Chuck Esterbrook wrote:
> On Jan 25, 2008 2:19 PM, Christopher Smith <[EMAIL PROTECTED]> wrote:
>   
>> Chuck Esterbrook wrote:
>>     
>>> You can
>>> use the slow languages (Python, Ruby, LISP, Smalltalk) to a certain
>>> degree until you start pushing parts out to C, using them only for
>>> glue, or simply waiting a long time to get your results.
>>>
>>>       
>> So, I'll let the slings and arrows for this hit Python and Ruby, but I
>> take offense to them being applied to LISP and Smalltalk. Cincom
>> Smalltalk is pretty darn zippy, and as for LISP... you have to be
>> kidding me. When CMU CL was presented to the world more than a decade
>> (sheesh, is it *two* decades now?) ago, it at the time was highly
>> competitive with Fortran for performance. Other LISPs have moved forward
>> such that CMU CL is no longer considered to be a speed demon.
>>
>> Which just goes to prove: languages aren't slow/fast, implementations are.
>>     
>
> I've heard repeatedly that the fastest FORTRAN implementations are
> always faster than the fastest C implementations due to the aliasing
> problems that David Brown mentioned.
It's a nice thing to hear, and FORTRAN folks hold on to it like its
golden, but in practice it isn't true. There are certainly some types of
applications for which FORTRAN compiler writers really suit up for, but
it is hardly true in general. Additionally, the Blitz++ guys actually
finally figured out a way to beat FORTRAN at some of the things FORTRAN
implementations tend to be best at.
> So there's an example of the language influencing the run-time performance.
>   
There is no question that there is an influence. Denying this is how you
end up in the "Sufficiently Smart Compiler/VM" trap. It's just wrong to
make short declarative statements like "X is fast" or "X is faster than Y".

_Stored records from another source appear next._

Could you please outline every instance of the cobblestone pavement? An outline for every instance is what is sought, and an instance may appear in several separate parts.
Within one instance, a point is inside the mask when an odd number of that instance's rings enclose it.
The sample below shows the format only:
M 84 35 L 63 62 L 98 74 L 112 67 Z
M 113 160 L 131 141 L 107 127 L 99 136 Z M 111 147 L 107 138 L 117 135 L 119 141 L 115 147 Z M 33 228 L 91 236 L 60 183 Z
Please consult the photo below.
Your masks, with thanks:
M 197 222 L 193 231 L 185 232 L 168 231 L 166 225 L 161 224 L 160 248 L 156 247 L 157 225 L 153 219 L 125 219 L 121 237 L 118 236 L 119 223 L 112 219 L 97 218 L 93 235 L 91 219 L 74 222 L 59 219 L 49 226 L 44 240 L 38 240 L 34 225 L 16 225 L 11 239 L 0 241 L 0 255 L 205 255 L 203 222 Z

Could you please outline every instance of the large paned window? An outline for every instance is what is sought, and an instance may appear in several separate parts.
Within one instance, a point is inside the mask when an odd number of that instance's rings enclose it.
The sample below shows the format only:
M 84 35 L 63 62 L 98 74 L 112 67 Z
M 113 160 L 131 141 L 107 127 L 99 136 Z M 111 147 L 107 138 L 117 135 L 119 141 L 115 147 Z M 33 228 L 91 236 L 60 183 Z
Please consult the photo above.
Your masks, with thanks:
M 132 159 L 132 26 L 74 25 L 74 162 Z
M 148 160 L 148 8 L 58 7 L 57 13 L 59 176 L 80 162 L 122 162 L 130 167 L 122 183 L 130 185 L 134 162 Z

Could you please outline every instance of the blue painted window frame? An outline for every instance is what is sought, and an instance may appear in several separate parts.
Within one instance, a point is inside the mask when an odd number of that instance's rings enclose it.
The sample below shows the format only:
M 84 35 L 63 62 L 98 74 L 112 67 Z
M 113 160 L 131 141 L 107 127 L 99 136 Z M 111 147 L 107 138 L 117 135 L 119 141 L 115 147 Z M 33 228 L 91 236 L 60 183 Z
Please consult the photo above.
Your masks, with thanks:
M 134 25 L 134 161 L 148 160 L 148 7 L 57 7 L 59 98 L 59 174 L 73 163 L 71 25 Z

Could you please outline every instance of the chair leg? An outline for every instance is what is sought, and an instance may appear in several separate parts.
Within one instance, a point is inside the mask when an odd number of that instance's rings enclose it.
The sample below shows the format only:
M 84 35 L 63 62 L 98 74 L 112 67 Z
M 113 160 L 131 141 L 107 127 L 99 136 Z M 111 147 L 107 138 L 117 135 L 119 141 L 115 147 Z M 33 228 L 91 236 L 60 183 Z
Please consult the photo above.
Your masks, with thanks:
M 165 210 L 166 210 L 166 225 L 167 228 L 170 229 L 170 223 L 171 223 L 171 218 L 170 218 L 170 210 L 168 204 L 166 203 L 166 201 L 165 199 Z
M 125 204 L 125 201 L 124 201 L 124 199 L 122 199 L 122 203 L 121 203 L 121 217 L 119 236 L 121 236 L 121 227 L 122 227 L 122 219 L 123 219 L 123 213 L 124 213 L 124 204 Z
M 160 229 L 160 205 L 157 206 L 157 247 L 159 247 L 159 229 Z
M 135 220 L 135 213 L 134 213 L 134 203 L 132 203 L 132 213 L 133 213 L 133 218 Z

> Also, are you really claiming that Smalltalk is going to benchmark as
> fast as C or Java? It doesn't:
> http://shootout.alioth.debian.org/gp4/benchmark.php?test=all&lang=vw
>   
Ugh. Synthetic language benchmarks are awful, but you'll note that while
the overall picture shows VisualWorks taking a beating, it did run
faster in two of the benchmarks. I'd also point out that it is running
against Sun's JDK 6. Try running against JDK 1.0, 1.1 or even JDK 2, and
you'll notice different outcomes. ;-) So yes, implementations do tend to
trump language (indeed, Sun recognized this and during the initial hype
hired/acquired a bunch of the top people working on high performance
Smalltalk solutions... hard to know how fast Smalltalk would be if
history had gone differently).
> Dynamic languages are inherently slow because they are dynamic.
Java is also dynamic, it's just statically typed. In practice its static
typing provides more of a benefit in terms of
security/stability/debugging etc., than in actual performance.
> Also,
> great speedups in dynamic languages, as seen in Self, are often
> accomplished by gobbling up RAM for various caching techniques. In
> other words, there is "some fundamental stuff" in the "dynamic" and
> that "stuff" has to go somewhere: CPU cycles and/or RAM.
>   
In practice, programs tend to be very dynamic as they get more complex,
so much so that as per Greenspun's 10th law, you end up building
elements of dynamic dispatch, at which point you start competing with
dynamic languages, and losing because they've been able to invest far
more effort in getting it right. Sure, you can win lots of synthetic
benchmarks, but once you are tackling the hard problems out there,
dynamic vs. non-dynamic languages becomes much less of a concern, at
least from a performance standpoint. This is one of the few good reasons
(aside from all the bad ones) why APL could achieve popularity for a lot
of number crunching type problems, despite FORTRAN's existence.